Sandra Lilia Velasquez grew up in San Diego,
Sandra Lilia Velasquez grew up in San Diego, but it wasn’t until she moved to Brooklyn in her late teens that she formed Pistolera, a popular Spanish-language band that honored the sounds of her youth. After three critically acclaimed albums with Pistolera, Velasquez has gone solo and changed her moniker to SLV. And with her new Meshell Ndegeocello-produced EP, Dig Deeper, the singer/songwriter has redefined herself as an artist.
Not only is she both singing and writing in English, SLV is making music without any restrictions – self-imposed or otherwise. SoundDiego recently spoke with the lovely chanteuse, who will be performing at Voz Alta in Barrio Logan on Friday night.
Scott McDonald: Hi. How are you?
Sandra Lilia Velasquez: Great. Thanks.
SM: How has the change from band to solo been?
SLV: I’m really excited to bring these songs out, but I’m also a little nervous because it’s so different than what I’ve done over the years with Pistolera.
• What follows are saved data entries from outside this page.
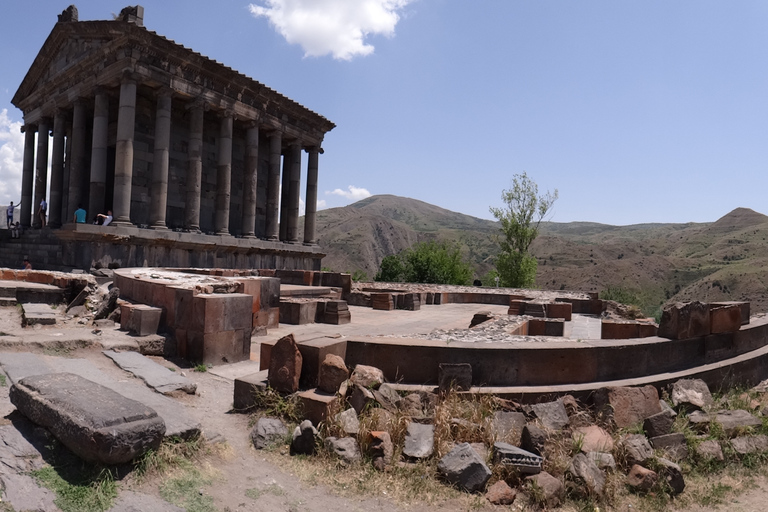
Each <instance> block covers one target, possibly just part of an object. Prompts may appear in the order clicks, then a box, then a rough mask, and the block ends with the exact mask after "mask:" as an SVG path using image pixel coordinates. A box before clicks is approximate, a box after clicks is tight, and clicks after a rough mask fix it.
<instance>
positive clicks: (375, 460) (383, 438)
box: [368, 431, 394, 471]
mask: <svg viewBox="0 0 768 512" xmlns="http://www.w3.org/2000/svg"><path fill="white" fill-rule="evenodd" d="M393 452H394V446H393V445H392V438H391V437H390V435H389V432H382V431H373V432H371V438H370V442H369V443H368V453H369V454H370V456H371V459H372V462H373V467H374V468H376V469H377V470H379V471H384V470H385V469H386V468H387V466H389V465H390V464H392V454H393Z"/></svg>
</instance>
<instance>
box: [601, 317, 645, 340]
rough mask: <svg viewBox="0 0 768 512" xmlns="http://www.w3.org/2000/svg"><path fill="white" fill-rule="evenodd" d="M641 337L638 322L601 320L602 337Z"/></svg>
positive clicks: (634, 337) (613, 337)
mask: <svg viewBox="0 0 768 512" xmlns="http://www.w3.org/2000/svg"><path fill="white" fill-rule="evenodd" d="M639 337H640V329H639V325H638V323H637V322H621V321H618V320H602V321H601V322H600V339H603V340H629V339H633V338H639Z"/></svg>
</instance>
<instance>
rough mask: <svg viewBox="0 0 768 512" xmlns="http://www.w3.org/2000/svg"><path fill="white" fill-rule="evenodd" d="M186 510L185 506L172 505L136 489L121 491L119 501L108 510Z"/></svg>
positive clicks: (132, 510) (173, 511)
mask: <svg viewBox="0 0 768 512" xmlns="http://www.w3.org/2000/svg"><path fill="white" fill-rule="evenodd" d="M150 510H151V511H152V512H184V509H183V508H179V507H177V506H176V505H172V504H170V503H168V502H167V501H163V500H161V499H160V498H157V497H155V496H150V495H148V494H142V493H138V492H134V491H121V492H120V496H118V497H117V501H116V502H115V504H114V505H113V506H112V508H110V509H109V510H108V511H107V512H148V511H150Z"/></svg>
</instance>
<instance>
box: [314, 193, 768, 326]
mask: <svg viewBox="0 0 768 512" xmlns="http://www.w3.org/2000/svg"><path fill="white" fill-rule="evenodd" d="M541 228H542V229H541V234H540V236H539V238H538V239H537V240H536V241H535V242H534V244H533V246H532V252H533V254H534V255H535V256H536V257H537V259H538V262H539V268H538V274H537V281H536V284H537V287H539V288H542V289H572V290H586V291H598V292H603V293H606V290H608V289H609V288H610V289H611V292H614V293H615V292H616V291H617V290H618V291H621V292H625V293H629V294H632V295H634V296H635V299H636V301H637V302H639V303H641V305H642V306H643V309H644V310H645V311H648V312H652V311H653V310H655V309H657V308H658V307H659V306H660V305H662V304H663V303H665V302H667V301H674V300H692V299H699V300H705V301H720V300H750V301H751V302H752V307H753V311H768V289H767V285H768V264H767V263H768V261H767V260H768V241H766V238H768V216H766V215H763V214H761V213H758V212H755V211H753V210H750V209H747V208H737V209H736V210H734V211H732V212H730V213H728V214H726V215H724V216H723V217H721V218H720V219H718V220H717V221H715V222H712V223H698V224H697V223H688V224H635V225H631V226H611V225H607V224H599V223H591V222H569V223H555V222H545V223H542V226H541ZM498 230H499V228H498V224H497V223H496V222H493V221H489V220H484V219H478V218H475V217H471V216H468V215H463V214H461V213H457V212H452V211H449V210H445V209H443V208H440V207H437V206H434V205H431V204H428V203H424V202H422V201H418V200H415V199H409V198H403V197H397V196H390V195H379V196H372V197H369V198H367V199H364V200H362V201H358V202H357V203H354V204H351V205H349V206H345V207H343V208H332V209H328V210H322V211H320V212H318V218H317V232H318V235H319V238H320V244H321V246H322V247H323V249H324V250H325V251H326V253H327V256H326V258H324V259H323V266H324V267H326V268H331V269H333V270H336V271H345V272H352V273H357V275H358V276H359V277H364V276H363V274H364V275H365V277H367V278H369V279H372V278H373V276H374V275H375V274H376V271H377V269H378V266H379V263H380V262H381V260H382V258H384V256H387V255H389V254H396V253H398V252H399V251H401V250H403V249H406V248H408V247H410V246H411V245H413V244H415V243H416V242H420V241H425V240H446V241H456V242H457V243H459V244H460V246H461V247H462V251H463V252H464V255H465V257H466V258H467V259H468V260H469V261H470V262H471V263H472V265H473V266H474V267H475V271H476V275H477V276H483V275H484V274H485V273H486V272H488V271H489V270H490V269H492V268H493V258H494V256H495V255H496V253H497V251H498V249H497V245H496V243H495V241H494V235H495V234H496V233H498Z"/></svg>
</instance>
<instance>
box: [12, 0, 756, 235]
mask: <svg viewBox="0 0 768 512" xmlns="http://www.w3.org/2000/svg"><path fill="white" fill-rule="evenodd" d="M141 4H142V5H143V6H144V9H145V17H144V24H145V26H146V27H147V28H148V29H150V30H153V31H155V32H158V33H160V34H162V35H164V36H166V37H168V38H171V39H174V40H176V41H177V42H179V43H181V44H183V45H185V46H187V47H190V48H192V49H194V50H195V51H198V52H200V53H202V54H204V55H207V56H209V57H211V58H214V59H216V60H218V61H220V62H223V63H225V64H227V65H228V66H230V67H233V68H235V69H237V70H239V71H241V72H242V73H244V74H246V75H249V76H251V77H253V78H254V79H256V80H259V81H260V82H262V83H264V84H266V85H268V86H270V87H272V88H273V89H276V90H278V91H280V92H281V93H283V94H285V95H287V96H289V97H291V98H292V99H294V100H296V101H298V102H299V103H302V104H303V105H305V106H307V107H308V108H310V109H312V110H314V111H316V112H318V113H320V114H322V115H324V116H326V117H327V118H329V119H331V120H332V121H334V122H335V123H336V124H337V127H336V128H335V129H334V130H333V131H332V132H330V133H329V134H328V135H327V136H326V140H325V143H324V149H325V154H324V155H322V157H321V158H320V185H319V186H320V193H319V198H320V199H321V200H322V201H324V206H325V207H334V206H342V205H345V204H349V203H350V202H353V201H354V200H356V199H358V198H362V197H365V196H366V195H367V194H395V195H400V196H406V197H412V198H415V199H420V200H423V201H426V202H429V203H432V204H436V205H439V206H441V207H444V208H447V209H450V210H454V211H459V212H462V213H466V214H469V215H474V216H477V217H483V218H490V217H491V216H490V214H489V212H488V207H489V206H492V205H493V206H500V195H501V190H502V189H504V188H506V187H509V186H510V183H511V179H512V176H513V175H514V174H518V173H522V172H523V171H525V172H527V173H528V175H529V176H530V177H531V178H533V179H534V180H535V181H536V182H537V183H538V185H539V188H540V190H542V191H544V190H547V189H549V190H553V189H555V188H557V189H558V190H559V194H560V199H559V200H558V201H557V203H556V204H555V207H554V212H553V215H552V216H551V218H550V219H551V220H553V221H556V222H570V221H594V222H602V223H607V224H633V223H642V222H710V221H714V220H716V219H717V218H719V217H721V216H722V215H724V214H726V213H728V212H729V211H730V210H732V209H734V208H736V207H739V206H742V207H747V208H752V209H754V210H757V211H761V212H763V213H768V208H766V207H765V206H764V202H765V199H764V198H765V197H766V196H767V195H768V192H767V191H766V190H768V172H766V171H768V144H766V139H768V54H767V53H766V52H767V51H768V50H766V49H767V48H768V30H765V27H766V26H768V3H766V2H759V1H740V2H725V1H721V2H712V1H701V0H688V1H686V0H680V1H675V2H669V1H651V0H645V1H642V2H641V1H623V2H616V1H615V0H612V1H590V2H574V1H572V0H562V1H555V0H550V1H547V0H541V1H530V0H476V1H467V0H464V1H460V0H252V2H248V1H244V2H243V1H232V0H221V1H219V2H217V3H212V2H210V1H206V2H203V1H200V0H184V1H169V0H163V1H160V0H144V1H143V2H142V3H141ZM30 5H31V4H29V3H27V2H20V1H12V2H6V3H5V5H3V11H4V15H3V16H2V17H0V44H2V48H3V52H2V54H0V64H1V65H2V73H0V204H7V202H8V201H10V200H13V201H16V200H18V196H19V194H20V174H21V149H22V142H23V141H22V136H21V134H20V133H19V123H20V122H21V120H22V119H21V113H20V112H19V111H18V110H17V109H16V108H15V107H13V106H12V105H11V104H10V100H11V97H12V96H13V94H14V92H15V91H16V89H17V87H18V85H19V84H20V83H21V80H22V79H23V77H24V74H25V73H26V70H27V69H28V68H29V65H30V64H31V63H32V61H33V59H34V57H35V56H36V54H37V52H38V50H39V49H40V47H41V46H42V44H43V42H44V41H45V38H46V37H47V35H48V33H49V32H50V30H51V29H52V28H53V25H54V24H55V22H56V15H57V14H58V13H59V12H61V11H62V10H63V9H64V8H65V7H66V6H67V3H66V2H64V3H59V2H52V1H49V0H36V1H35V2H34V8H31V7H30ZM76 5H77V7H78V10H79V13H80V19H81V20H92V19H110V18H111V17H112V13H117V12H119V11H120V9H121V8H122V7H124V5H123V4H122V3H114V2H113V3H110V2H105V1H104V0H86V1H82V0H81V1H80V2H78V3H77V4H76ZM4 111H5V112H4ZM334 191H335V193H334Z"/></svg>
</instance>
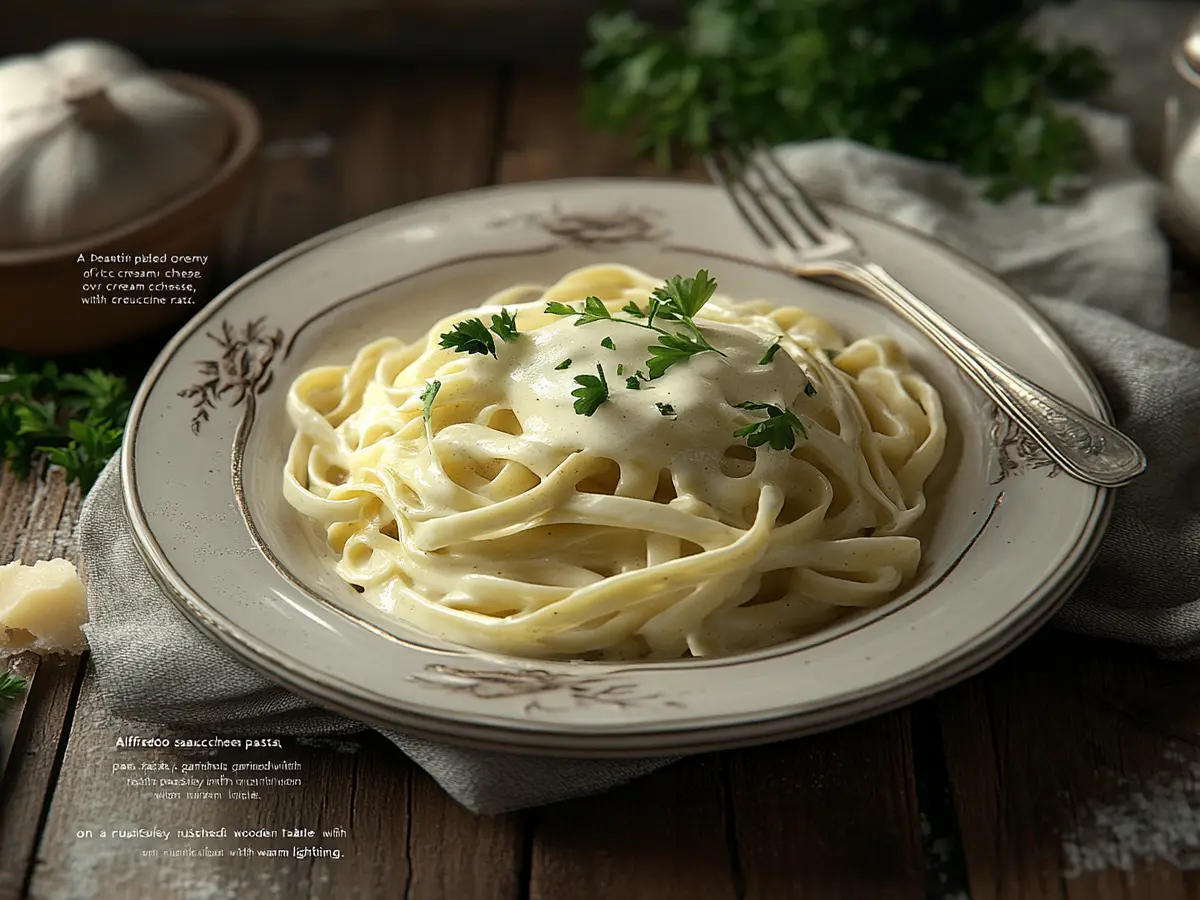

People definitely have an idea that I only play a certain kind of music. So I’m excited to break that mold and show them where I’m at now.
SM: You’ve switched languages in the new music. Easy transition?
SLV: When I started Pistolera, there were a few different reasons I decided to only sing in Spanish. It was the first time that I was leading my own band and singing songs that I wrote myself. I was tremendously shy, and singing in Spanish was a way for me to mask the songs a bit. I knew the majority of people I’d be singing for wouldn’t understand what I was saying. And there was nostalgia there as well. The whole reason I started Pistolera was based on my move from San Diego to New York and the tremendous culture shock I experienced. I grew up with Mexicans and Mexican-Americans. Spanish and Spanglish were all around. And not just Spanish, but Mexican Spanish. It was all Chicano culture with other first-generation kids whose parents were Mexican. We were listening to Led Zeppelin with our parents' music in the background all the time. There were just so many people like me growing up, and then I moved to New York and there was no one. I just longed for the sound of living on the border. Had I stayed in California, I probably would have started a rock band. Pistolera was about bringing a border sound to Brooklyn.
SM: Has the songwriting process stayed the same?
SLV: It’s actually been very liberating. I feel like I can really write in English with confidence now, and it’s made me a better lyricist. These days, I just speak it more than I do Spanish.
SM: Does that also fall in line with titling your EP Dig Deeper?
SLV: Totally -- it took me a long time to come to terms with the fact that maybe I’m not just a Latin songwriter who only does dance music, it’s OK to grow. And I think it’s really easy to get addicted to giving people what they want all the time. With the first two Pistolera albums -- and both are very similar and dance-driven -- we were always selling a lot of CDs and signing autographs, so I thought, “Well, this is what I do well, so I’m just going to keep doing this.” But then I started slowly feeling like if I was doing it all for other people, why was I doing it? And that’s why the third Pistolera album was so different and had a bunch of slow songs on it. And I was really worried about that, actually, but it ended up getting a lot of praise for being different. It was really encouraging and it was at that point I realized that people were far more open-minded than I had given them credit for. I was ready to grow, and people were ready to grow with me. It took me that year to really just follow the music and let it come out how it comes out. It took me that long to realize that I didn’t need to define it before it even happened.
SM: And as a result, you end up working with someone like Meshell Ndegeocello.
SLV: Exactly. It just reinforced the idea of following the music even further. If you listen to her albums from the '90s, they sound nothing like her albums now. She almost changes with each album, and that was really encouraging. But she also taught me something else -- I had heard it before, but you have to write at least 40 songs to get 10 good ones. When I was a new songwriter, I’d get so attached to my songs and think every one was good. Now, I can plainly say that not every song I write is good, nor does it need to be recorded [laughs]. And I can say that now and actually mean it, and not feel bad. You just need to mine for the good ones and only take those ones with you. Since working with Meshell, my songwriting partner and I have just been writing like mad.
SM: And how is that going?
SLV: Incredibly -- we’ve even grown since we made the EP. I think the sound we have now is already different from those songs. The band is currently a trio with a laptop. We’ve just grown so much but also learned a lot from the experiences we’ve had and recording with someone like Meshell. And there is an electronic element, but it’s not an intrusive one. We’ve recorded strings, and we sample them. But I think we really just want it to be a show, not just us getting up there and playing a few songs. And I think that’s what it is at this point: It’s a show. It has some unique moments, and it has a really nice flow.
SM: What’s next?
SLV: Converse has a recording studio here in Brooklyn, Rubber Tracks. We just recorded three songs at the studio and will probably release them as their own session. We also just released a video through USA Today, and by the time we get to San Diego, we’ll be releasing another live video. I think that one will be more indicative of the direction the band is going. We’re playing these shows to try to see what we really like playing live. But we’re not taking any breaks and plan on going full-steam ahead.